Dans son état actuel, le texte présenté par le Comité Préparatoire constitue à notre avis, une véritable pièce à conviction. Ne nous trompons pas ! En dépit de la violence cyclique de la lutte pour le pouvoir à laquelle se livrent les acteurs politiques congolais, se relayant en majorité et en opposition depuis les indépendances, et plus particulièrement depuis le retour du multipartisme en 1991, ces derniers sont quasiment tous d’accord avec le système de prédation qui structure l’économie congolaise.

Les conflits qui les opposent ne portent en général que sur les conditions d’accession au pouvoir, comme si la démocratie ne se limitait qu’à l’organisation transparente d’élections.

Par conséquent, poser le problème du changement au Congo, car c’est de cela qu’il s’agit, par l’alternance démocratique, que ce soit par l’opposition à la modification de la Constitution comme le fait le plaidoyer, que ce soit par la demande d’une Commission électorale indépendante comme c’est souvent le cas, c’est éviter de lier la démocratie avec la question essentielle du développement, c’est-à-dire de nos structures économiques demeurées extraverties comme sous la colonisation, de la souveraineté fictive et de la tutelle économique exercée par les IFI (institutions financières internationales).

Chères Sœurs, chers Frères,

L’alternance démocratique suppose le changement dans un même système politique, imparfait certes, mais qui nécessite juste des corrections grâce au changement de régime. Autrement dit, les revendications des droits politiques : droits de vote, droit d’association, liberté de circulation ou liberté d’expression, qui aboutissent en fait à aménager les règles de la compétition politique entre les membres de l’élite politique, sans remettre en cause fondamentalement le système, constituent la base de l’analyse des acteurs du changement d’hier et d’aujourd’hui.

Si la démocratie ne se résumait qu’aux réussites des scrutins électoraux pour assurer l’alternance, le vaillant peuple malien, tant vanté pour ses deux décennies de réussite de l’alternance démocratique, et dont malheureusement les droits économiques et sociaux sont réduits à la portion congrue, ne s’est pas mobilisé massivement pour défendre les acquis de la démocratie « électoraliste », et exiger le retour à l’ordre constitutionnel après le coup d’État du capitaine Hamadou Haya Sanogo.

Le Sénégal dont s’inspire le plaidoyer pour avoir mis fin au règne du Président Abdoulaye Wade, dans le cadre de l’alternance démocratique s’illusionne aujourd’hui puisque les problèmes économiques et sociaux restent non résolus.
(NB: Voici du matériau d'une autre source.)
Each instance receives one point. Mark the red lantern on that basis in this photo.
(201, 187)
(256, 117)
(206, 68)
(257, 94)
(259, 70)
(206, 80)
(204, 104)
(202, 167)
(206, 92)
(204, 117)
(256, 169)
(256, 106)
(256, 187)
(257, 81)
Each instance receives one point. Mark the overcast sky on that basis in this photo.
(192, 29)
Le wadisme se poursuit sans Wade.

Plus d’un observateur a constaté qu’en dépit des injustices et des discriminations que le régime actuel fait subir au peuple congolais, ce dernier ne se mobilise plus pour venir à la rescousse de l’opposition politique ; en d’autres termes, le peuple congolais n’a pas confiance à cette opposition pour la défense de ses intérêts et pour son développement.
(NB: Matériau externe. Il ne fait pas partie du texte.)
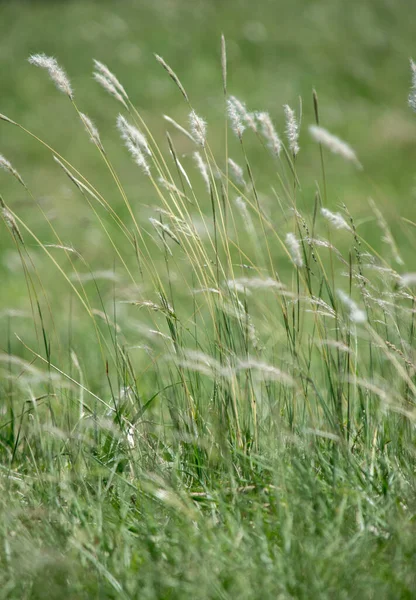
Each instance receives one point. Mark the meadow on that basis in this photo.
(207, 355)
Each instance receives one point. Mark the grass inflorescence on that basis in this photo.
(227, 408)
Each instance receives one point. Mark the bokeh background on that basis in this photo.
(355, 54)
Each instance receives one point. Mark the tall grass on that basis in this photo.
(227, 408)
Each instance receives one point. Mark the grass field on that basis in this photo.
(207, 374)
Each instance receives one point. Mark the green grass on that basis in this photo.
(186, 413)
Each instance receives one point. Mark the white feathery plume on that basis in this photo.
(239, 116)
(236, 171)
(292, 129)
(105, 72)
(334, 144)
(92, 131)
(198, 128)
(294, 249)
(56, 73)
(412, 95)
(7, 166)
(269, 132)
(237, 124)
(335, 219)
(203, 169)
(109, 87)
(356, 315)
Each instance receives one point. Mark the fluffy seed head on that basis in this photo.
(7, 166)
(198, 128)
(294, 248)
(135, 142)
(269, 132)
(239, 116)
(56, 73)
(412, 94)
(292, 130)
(334, 144)
(408, 279)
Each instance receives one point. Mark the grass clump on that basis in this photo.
(219, 401)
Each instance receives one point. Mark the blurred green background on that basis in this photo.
(356, 55)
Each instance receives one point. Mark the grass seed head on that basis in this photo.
(198, 128)
(334, 144)
(56, 73)
(292, 130)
La double peine pour les populations congolaises

Tout se passe comme si les populations congolaises devraient subir la double peine. Après avoir subi les affres des régimes dictatoriaux, elles sont sacrifiées régulièrement sur l’autel des remboursements des dettes odieuses et illégitimes, contractées par ces mêmes régimes injustes avec la complicité des créanciers véreux. Le cynisme atteint son comble, lorsque les populations doivent subir aussi le remboursement des dettes contractées pour des achats d’armes de guerre ayant causé des milliers de morts parmi elles lors des conflits successifs, sans oublier les dernières explosions du 4 mars 2012 de Mpila.

« Il ne faut pas être mal vu par la communauté internationale ; realpolitik oblige ; les investisseurs n’aiment pas ça ; il faut éviter d’être mis au ban de la communauté internationale ; signer une lettre d’intention avec les IFI est synonyme de compétence et de reconnaissance internationale… » (sic !)
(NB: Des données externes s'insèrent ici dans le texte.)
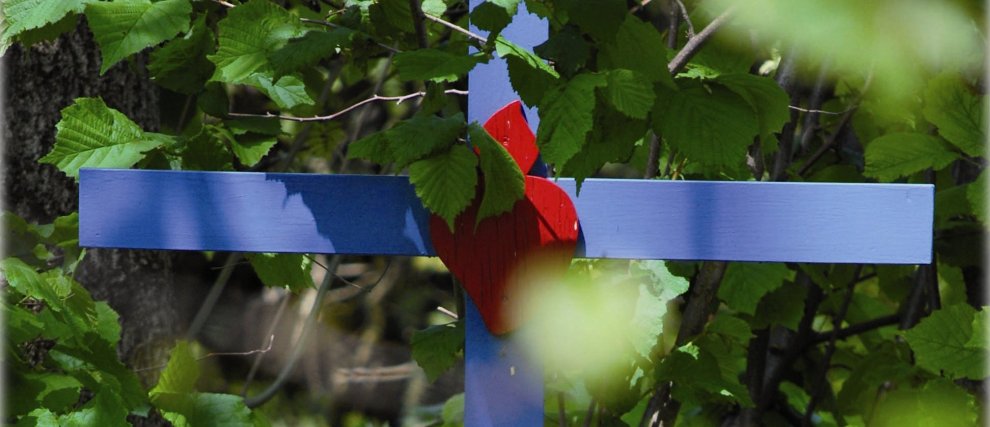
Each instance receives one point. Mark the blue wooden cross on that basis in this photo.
(629, 219)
Évidemment, on peut continuer à appliquer servilement et aveuglément les plans d’ajustement structurel, y compris les politiques économiques mortifères inspirées des institutions de Bretton Woods contre les populations. Cela ne sera pas une cause principale de conflit entre la majorité et l’opposition, car l’ensemble du personnel politique est acquis à ce système anti-peuple. Tant pis, on reviendra sans vergogne, appeler le peuple à arbitrer la vraie cause principale de conflit portant sur les élections, même à coup de manipulation ethnique s’il le faut.

Souveraineté monétaire illusoire : Le Peuple congolais sacrifié sur l’autel du Franc CFA

La dévaluation d’une monnaie a pour fonction de rendre les produits issus du pays concerné moins cher pour ceux qui sont situés à l’extérieur, donc plus compétitifs sur le marché international. En théorie, elle favorise l’exportation, donc elle est une décision éminemment politique relevant de la souveraineté des États qui jouissent de cet attribut.

Le Congo, comme la plupart des pays africains de la zone CFA, ne jouit pas de cet attribut essentiel de la souveraineté. Ainsi, en janvier 1994, le FMI a obtenu de la France, véritable propriétaire du Franc CFA, sa dévaluation de 50 %. Officiellement, pour favoriser les exportations. Les effets de cette décision, qui au passage tend à démontrer la vacuité de la souveraineté du Congo tant vantée par les dirigeants politiques, furent terribles pour les populations. Par exemple : le Congo important tout, surtout les produits de base, un produit fini importé de France, qui valait 100 FCFA avant la dévaluation a vu d’un coup sa valeur doublée à 200 FCFA. Inversement, il faut vendre le double de produits pour récupérer la somme de 100 FCFA.

Contrairement au cynisme manifesté par certains économistes africains, qui considèrent cette dévaluation comme une simple mesure d’ajustement, les conséquences furent catastrophiques pour les Congolais. Pour s’en convaincre, il faut noter que le pouvoir d’achat des Congolais, déjà bloqué à cause des programmes d’ajustement structurel successifs imposés par le FMI, a été une nouvelle fois fortement baissé. Pis, la dette extérieure du Congo, libellée en monnaie étrangère, a été multipliée par 2 mécaniquement ruinant ainsi les efforts immenses et les sacrifices de 10 ans imposés aux populations pour rembourser des dettes injustes.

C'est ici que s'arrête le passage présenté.